5. Summary and conclusions
In the present work, we have investigated the phenomenon of fractional revivals in the varying-mass systems with respect to position. The PDM systems are of great significance in many physical situations of practical interest, such as the transport of charge carriers in semiconductors of non-uniform chemical composition and in the theory of many-body interactions in condensed matter physics. However, quantization of such systems is a challenging task because of the non-uniqueness of quantum Hamiltonian within the same many-body approximation and due to the mathematical complexity in finding the analytic solutions. In our work, we first presented a general procedure for the quantization of a PDM Hamiltonian by symmetrically ordering the operators concerning momentum and PDM. For a specific choice of PDM, we then solved the PDM Schrödinger equation for a special case of a PDM particle trapped in a one-dimensional infinitely deep square well.

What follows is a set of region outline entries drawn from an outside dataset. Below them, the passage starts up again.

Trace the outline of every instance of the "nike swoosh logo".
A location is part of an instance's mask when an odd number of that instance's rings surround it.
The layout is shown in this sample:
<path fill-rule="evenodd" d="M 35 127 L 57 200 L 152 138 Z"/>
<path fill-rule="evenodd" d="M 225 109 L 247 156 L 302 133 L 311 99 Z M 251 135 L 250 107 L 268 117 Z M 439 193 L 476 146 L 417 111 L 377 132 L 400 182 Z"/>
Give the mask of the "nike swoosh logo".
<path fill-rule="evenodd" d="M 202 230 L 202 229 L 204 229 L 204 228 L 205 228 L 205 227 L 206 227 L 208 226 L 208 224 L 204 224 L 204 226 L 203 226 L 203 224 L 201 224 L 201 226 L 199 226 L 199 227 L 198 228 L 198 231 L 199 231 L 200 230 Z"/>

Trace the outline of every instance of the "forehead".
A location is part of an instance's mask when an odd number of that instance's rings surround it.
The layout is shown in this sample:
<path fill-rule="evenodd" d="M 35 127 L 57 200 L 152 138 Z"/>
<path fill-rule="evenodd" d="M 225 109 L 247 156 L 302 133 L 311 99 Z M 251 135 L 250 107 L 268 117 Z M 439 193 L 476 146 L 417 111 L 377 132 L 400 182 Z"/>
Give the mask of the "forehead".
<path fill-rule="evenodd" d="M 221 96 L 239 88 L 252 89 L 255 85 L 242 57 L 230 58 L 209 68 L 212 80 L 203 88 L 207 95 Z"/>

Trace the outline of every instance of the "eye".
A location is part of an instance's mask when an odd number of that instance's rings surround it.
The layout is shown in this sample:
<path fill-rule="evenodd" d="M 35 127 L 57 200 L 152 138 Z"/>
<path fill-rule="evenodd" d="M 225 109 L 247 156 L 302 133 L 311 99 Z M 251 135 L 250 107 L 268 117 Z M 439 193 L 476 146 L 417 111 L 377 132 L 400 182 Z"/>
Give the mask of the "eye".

Such toy models have been very useful in many practical situations, for instance, in the fabrication of semiconductor structures, and are important to understand numerous fundamental notions of quantum mechanics [68].
Then we investigated the characteristic features of wave-packet dynamics in our chosen PDM system. Generally, detecting the fractional revivals in a given system is an important task in the theory of quantum measurement and sensing, which requires the use of some physically observable quantity such as a probe to analyze the underlying phenomena. In our work, we have computed, analytically and numerically, the temporal evolution of probability and information entropy densities in position and momentum spaces which lead to the formation of self-similarly recurring interference patterns known as quantum carpets. The fractional revivals of the wave packet have been identified by the recurrence order of self-similar patterns in the design of these quantum carpets. For our analysis, in addition to conventional position-time (spatio-temporal), we have simulated the momentum-time and entropy-time quantum carpets, which we would like to be named information carpets. It has been shown by our numerical results that the quantum carpets not only serve as an effective probe to identify the fractional revivals but they efficiently describe the effect of spatially-varying mass on the structure of fractional revivals, which is manifested as symmetry breaking in their designs. Moreover, it has been observed that, under the influence of spatially-varying mass, the fractional revivals are shifted in position-space towards the region where the particle experiences a higher mass.